Ya era virrey el Conde de Revillagigedo cuando, en 1790, el reglamento de Bucareli fue mejorado. Aparecían las máquinas de bombear agua y se les asignó una casa para su almacenaje. Se quedaban atrás los infructuosos procedimientos de llevar cántaros y más cántaros con agua para arrojarlos a las llamas. Se trajeron de España dos bombas, y el Ayuntamiento accedió a gastar 2 mil pesos del siglo XVIII en herramientas para ayudar a combatir los incendios.
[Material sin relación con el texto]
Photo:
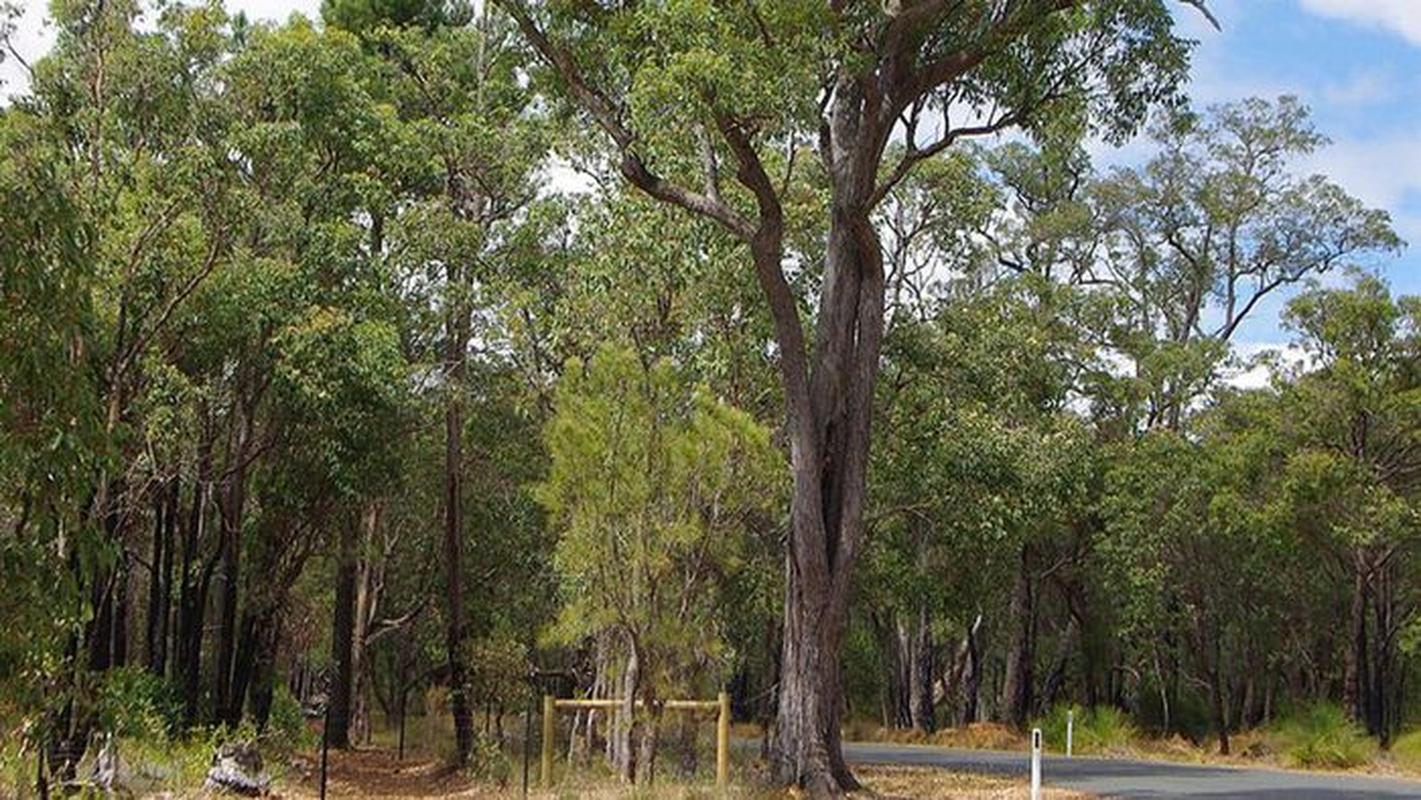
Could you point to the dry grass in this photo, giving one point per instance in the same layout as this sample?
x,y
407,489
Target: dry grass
x,y
377,773
925,782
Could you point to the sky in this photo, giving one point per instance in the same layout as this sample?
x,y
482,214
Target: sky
x,y
1354,63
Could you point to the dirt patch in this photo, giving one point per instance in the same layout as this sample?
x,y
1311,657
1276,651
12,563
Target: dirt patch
x,y
922,782
380,773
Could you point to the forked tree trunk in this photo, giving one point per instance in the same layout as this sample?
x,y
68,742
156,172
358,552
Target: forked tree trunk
x,y
1020,657
829,422
456,346
343,635
1356,668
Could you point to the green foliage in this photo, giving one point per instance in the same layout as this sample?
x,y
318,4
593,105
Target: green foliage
x,y
135,704
287,726
650,488
1320,736
1096,731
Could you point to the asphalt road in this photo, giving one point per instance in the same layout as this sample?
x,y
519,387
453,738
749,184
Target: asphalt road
x,y
1111,777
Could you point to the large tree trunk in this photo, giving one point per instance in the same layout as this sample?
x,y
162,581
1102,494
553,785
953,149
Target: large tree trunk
x,y
367,588
1354,668
263,668
624,758
159,579
915,660
229,570
456,344
829,422
1016,688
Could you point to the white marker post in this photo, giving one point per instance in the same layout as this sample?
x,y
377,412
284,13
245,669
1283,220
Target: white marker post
x,y
1036,763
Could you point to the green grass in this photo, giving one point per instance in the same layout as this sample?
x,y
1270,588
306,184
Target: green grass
x,y
1320,736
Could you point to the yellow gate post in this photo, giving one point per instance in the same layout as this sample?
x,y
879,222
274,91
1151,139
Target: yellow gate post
x,y
549,711
722,742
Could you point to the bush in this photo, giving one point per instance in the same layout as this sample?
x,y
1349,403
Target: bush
x,y
286,726
135,704
1322,736
1101,729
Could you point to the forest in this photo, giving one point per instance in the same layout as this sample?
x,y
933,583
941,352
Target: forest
x,y
424,358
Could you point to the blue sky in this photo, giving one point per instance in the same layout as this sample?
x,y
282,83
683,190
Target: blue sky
x,y
1354,63
1357,66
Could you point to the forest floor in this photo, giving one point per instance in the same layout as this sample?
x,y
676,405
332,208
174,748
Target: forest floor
x,y
380,773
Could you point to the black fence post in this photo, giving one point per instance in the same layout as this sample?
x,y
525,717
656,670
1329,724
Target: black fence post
x,y
41,782
404,695
527,742
326,743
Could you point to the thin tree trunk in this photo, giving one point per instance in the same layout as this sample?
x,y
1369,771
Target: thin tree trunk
x,y
920,671
456,343
229,570
1016,688
623,753
343,634
1356,668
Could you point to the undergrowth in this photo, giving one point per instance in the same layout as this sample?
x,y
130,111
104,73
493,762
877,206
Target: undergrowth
x,y
1320,736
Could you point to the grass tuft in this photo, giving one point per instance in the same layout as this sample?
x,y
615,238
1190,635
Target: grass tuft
x,y
1101,729
1320,736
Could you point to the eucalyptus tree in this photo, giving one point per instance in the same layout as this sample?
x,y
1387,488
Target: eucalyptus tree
x,y
652,485
1211,226
1356,422
1198,549
475,145
705,107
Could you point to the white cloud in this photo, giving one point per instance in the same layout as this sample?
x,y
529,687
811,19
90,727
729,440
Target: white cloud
x,y
1396,16
1256,363
1360,88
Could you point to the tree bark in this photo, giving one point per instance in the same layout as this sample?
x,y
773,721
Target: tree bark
x,y
1016,688
1354,668
343,634
456,343
233,510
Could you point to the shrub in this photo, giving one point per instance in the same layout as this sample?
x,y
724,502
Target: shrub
x,y
135,704
1322,736
1101,729
286,726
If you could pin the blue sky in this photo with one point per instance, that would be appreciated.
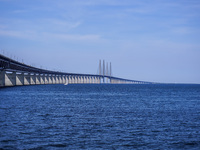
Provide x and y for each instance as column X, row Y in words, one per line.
column 150, row 40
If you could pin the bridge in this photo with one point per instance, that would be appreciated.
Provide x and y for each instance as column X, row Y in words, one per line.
column 15, row 73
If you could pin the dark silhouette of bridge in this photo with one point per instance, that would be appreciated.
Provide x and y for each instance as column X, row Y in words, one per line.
column 13, row 73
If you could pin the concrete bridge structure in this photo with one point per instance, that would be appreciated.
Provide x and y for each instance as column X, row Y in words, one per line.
column 14, row 73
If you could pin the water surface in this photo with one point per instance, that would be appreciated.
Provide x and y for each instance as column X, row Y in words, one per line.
column 100, row 117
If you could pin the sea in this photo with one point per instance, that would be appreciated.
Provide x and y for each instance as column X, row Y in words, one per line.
column 100, row 116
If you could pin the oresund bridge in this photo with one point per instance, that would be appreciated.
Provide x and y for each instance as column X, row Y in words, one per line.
column 15, row 73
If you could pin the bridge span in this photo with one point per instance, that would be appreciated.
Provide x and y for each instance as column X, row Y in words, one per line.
column 14, row 73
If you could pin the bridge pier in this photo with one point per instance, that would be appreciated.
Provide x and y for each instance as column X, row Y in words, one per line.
column 26, row 78
column 20, row 79
column 42, row 79
column 32, row 79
Todavía tendrían los habitantes de la Ciudad de México que presenciar grandes incendios aterradores, como el ocurrido en el Sagrario de la Catedral, en marzo de 1796, que arrasó con imágenes, altares y esculturas. Abiertas las puertas, el viento que entraba por ellas avivó las llamas. Parece, por los informes que se conservan, que el uso de las máquinas de bombas todavía no era un recurso al que se hubieran acostumbrado los habitantes de la ciudad, porque aún se habla de acarreo de agua en cántaros. No obstante, en el incendio del Colegio de ­Betlemitas, ocurrido en 1795, se habla de la colaboración del pueblo, con cuanto recipiente tuvieron a la mano, y ya trabajaron las bombas de agua. Del empleo de aquellos artefactos se derivó el concepto de “bomberos”, que hoy día sigue designando a quienes arriesgan su vida para combatir incendios.